Breaking News: Medical Doctors exempted from MMDA coding scheme

In our recently-published article, we lined up those who are exempted from the MMDA modified number coding scheme 27. Perhaps the most number of reactions we’ve gotten are from our medical frontlines. Physicians, more specifically. Seeing as they are not among those who are exempted from Coding, a lot of different reactions were to be expected.

Comments ranged from sarcasm to frustration and just plain anger. And with good reason. For those who are in the line of On-Call doctors, they’ll have to have the freedom to travel. The government has just released a statement to clarify and seemingly remedy this problem. You can see the statement below, signed by MMDA Chairman Romando Artes himself.

Coding Exemption Doctors Mmda Memo

Photo: MMDA

Memorandum signed on 4 May 2022

Per the Memo, physicians are and will be exempted from Coding, provided that they can readily be identified as either the driver or the passenger of the flagged-down vehicle. The physician’s Professional Regulatory Commission Identification Card (PRC ID) will have to be presented so whoever is driving will not be issued a citation ticket. This is only for physical apprehensions, of course.

For those who may get caught by the No-Contact Apprehension system of the MMDA, the Memo can be quoted as saying “the appropriate protest shall be filed with the MMDA… where the driver or passenger medical doctor shall prove… that he/she was onboard at the time the vehicle was tagged for UVVRP”.

Exemption confirmed by/on MMDA Official Facebook Messenger

As of this posting, there is no official statement published on their official channels. They did Re-Tweet a local publication’s post, though. So we went ahead and consulted with the Agency’s official FB Messenger account and this is simply what they had to say:

Mmda Coding Exemption Doctors Confirmation

So this solves the debate. Doctors, you are exempted from Coding. But second, this comes with a caveat. You have to either be the one driving or be a passenger in the car at the time of your “apprehension”. But now, this poses more questions.
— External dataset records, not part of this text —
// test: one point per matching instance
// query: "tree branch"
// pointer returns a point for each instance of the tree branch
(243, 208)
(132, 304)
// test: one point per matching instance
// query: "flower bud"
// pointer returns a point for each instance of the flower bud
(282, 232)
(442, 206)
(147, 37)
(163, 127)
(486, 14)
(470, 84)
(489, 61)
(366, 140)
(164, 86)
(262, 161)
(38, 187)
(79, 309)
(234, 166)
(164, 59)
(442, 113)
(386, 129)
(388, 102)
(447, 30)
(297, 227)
First, about having to go to the MMDA to contest a No-Contact Apprehension. In their busy line of work, this may be seen as an added thing to do. Second, for those who might have to be picked up, of course, they won’t be in their own vehicle yet before they’re fetched. What provisions cover this loophole? Third, what of other healthcare workers such as nurses and medical technologists, among many others? Will the MMDA issue an exemption for them as well?

We’re sure that those granted coding exemptions are very relieved, indeed. But we also hope that the inevitable questions will also be attended to and answered by the MMDA. Those who look out for everyone’s health and wellbeing deserve it.